C’est un fait, les Grecs n’ont jamais aimé faire comme les autres. Parvenant à créer leur propre scène black metal au milieu du blizzard scandinave des années 90, les musiciens hellènes se distinguent encore aujourd’hui en possédant quelques uns des plus beaux fleurons de la scène dite black avant gardiste, avec des combos comme
Hail Spirit Noir,
Spectral Lore ou
Zemial. Aaenaon est l’un de ses combos audacieux mélangeant plusieurs styles, et leur
Extance de 2014 avait pas mal fait parler de lui, assurant une certaine notoriété au groupe.
Le groupe revient fin novembre sur Code666 avec son nouvel album,
Hypnosophy arborant un style qui a encore évolué, proposant une musique plus subtile et cohérente, une sorte de metal progressif chaloupé aux touches black et aux parties de saxophone sombres et mélancoliques. Classe, tout en retenue et en finesse, racé et mystérieux, avec ces percussions feutrées et ces claviers discrets qui enveloppent sa musique d’une aura vaporeuse de mystère et de spiritualité, Aaenaon passe de l’autre côté de la barrière, se détachant toujours plus de l’étiquette black pour explorer son propre univers musical.
Si le combo n’a pas entièrement laissé de côté l’agressivité typique du metal, avec quelques parties de bravoure qui rappellent le passé plus sombre du groupe (notamment dans les vocaux hurlés et agressifs et la rythmique, volontiers lourde, mais qui s’emballe sur quelques blasts bien sentis, comme sur l’excellent premier titre, Oneirodynia, qui démarre sur les chapeaux de roue), d’une manière générale, l’ensemble est plus atmosphérique que sur
Extance, moins éparpillé et plus mûr dans la composition de morceaux au style vraiment unique et immédiatement reconnaissable. Malgré la violence relative de l’ensemble qui contraste avec ce côté expérimental assumé, l’ensemble de ces 55 minutes reste relativement facile d’accès, les sept pistes d’

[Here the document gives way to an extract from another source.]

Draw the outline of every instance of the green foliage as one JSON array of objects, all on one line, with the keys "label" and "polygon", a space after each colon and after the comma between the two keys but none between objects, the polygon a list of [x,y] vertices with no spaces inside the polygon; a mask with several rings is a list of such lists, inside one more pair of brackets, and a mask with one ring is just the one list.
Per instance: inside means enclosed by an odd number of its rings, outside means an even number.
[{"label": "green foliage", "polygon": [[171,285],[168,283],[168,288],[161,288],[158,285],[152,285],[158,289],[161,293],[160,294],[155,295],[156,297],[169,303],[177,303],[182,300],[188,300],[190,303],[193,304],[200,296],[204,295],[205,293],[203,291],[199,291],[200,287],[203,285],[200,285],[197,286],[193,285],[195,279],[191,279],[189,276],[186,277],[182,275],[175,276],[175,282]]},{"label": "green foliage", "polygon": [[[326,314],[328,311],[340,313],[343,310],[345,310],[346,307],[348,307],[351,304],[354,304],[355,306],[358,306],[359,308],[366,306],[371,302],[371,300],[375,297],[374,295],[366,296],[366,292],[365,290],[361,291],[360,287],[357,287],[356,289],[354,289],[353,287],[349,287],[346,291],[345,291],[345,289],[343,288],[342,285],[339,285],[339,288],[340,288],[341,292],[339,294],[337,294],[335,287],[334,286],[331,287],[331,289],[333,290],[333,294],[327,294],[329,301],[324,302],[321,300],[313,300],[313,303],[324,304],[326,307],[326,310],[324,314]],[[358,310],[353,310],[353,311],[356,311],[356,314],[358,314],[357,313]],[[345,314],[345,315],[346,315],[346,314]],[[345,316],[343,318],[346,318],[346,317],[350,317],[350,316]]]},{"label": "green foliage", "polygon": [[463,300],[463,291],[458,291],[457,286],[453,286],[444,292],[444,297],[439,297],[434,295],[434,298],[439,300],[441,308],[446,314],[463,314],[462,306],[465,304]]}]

Hypnosophy s’apparentant à de véritables chansons avec des structures identifiables et des mélodies récurrentes (Oneirodynia, très entraînant, l’excellent refrain d’
Earth Tomb, que l‘on se surprend à chanter à tue-tête). Malgré tout, le travail admirable sur les ambiances et les arrangements confère à cette galette une profondeur musicale et une durée de vie quasi illimitée, et la richesse de ce nouveau cru s’appréhende au fur et à mesure des écoutes (le superbe
Void, avec ces arpèges légers, ce saxophone aérien et la voix angélique et lancinante de Sofia Sarri, l’imposant Phronesis- Psychomagic qui, avec ses 15,16 minutes, clôt l’album, et nous séduit autant qu’il nous trouble de ses parties musicales planantes, tortueuses et mélancoliques).
L’édifice musical du quintette est extrêmement solide, servi par un jeu à la technique imparable (la section rythmique est un vrai régal, avec une basse décomplexée et jazzy et un jeu de percussions très riche et fouillé qui renforcent ce côté théâtral et presque cérémoniel de l’ensemble, le tout oscillant entre metal et prog’ des années 70 fleurant bon le psychédélisme (le solo de clavier à 11,57 minutes de Phronesis – Psychomagic). Le saxophone et les claviers achèvent de tisser cette ambiance brumeuse chargée en encens et en fumées acides à la cohérence étonnante, qui, s’il peut surprendre au premier abord, finit par hypnotiser au fil du temps.
Il n’y a finalement pas grand-chose à reprocher à cet album qui, dans sa catégorie, frôle la perfection. Tout juste aurait-on aimé avoir un peu plus de folie dans une musique parfois trop propre dans laquelle la maîtrise et la retenue ne laissent pas assez de place à l’expérimentation et à la fantaisie. En tout état de cause,
Hypnosophy séduira sans aucun doute les amateurs du
Shining norvégien, d’Ishahn, de
Rotting Christ voire de Pink Floyd ainsi que tous les auditeurs ouverts d’esprit qui n’ont pas peur des mélanges musicaux audacieux. Alors, qui a dit que la Grèce était en crise ?
Mention à Oneirodynia, Tunnel et Phronesis-Psychomagic!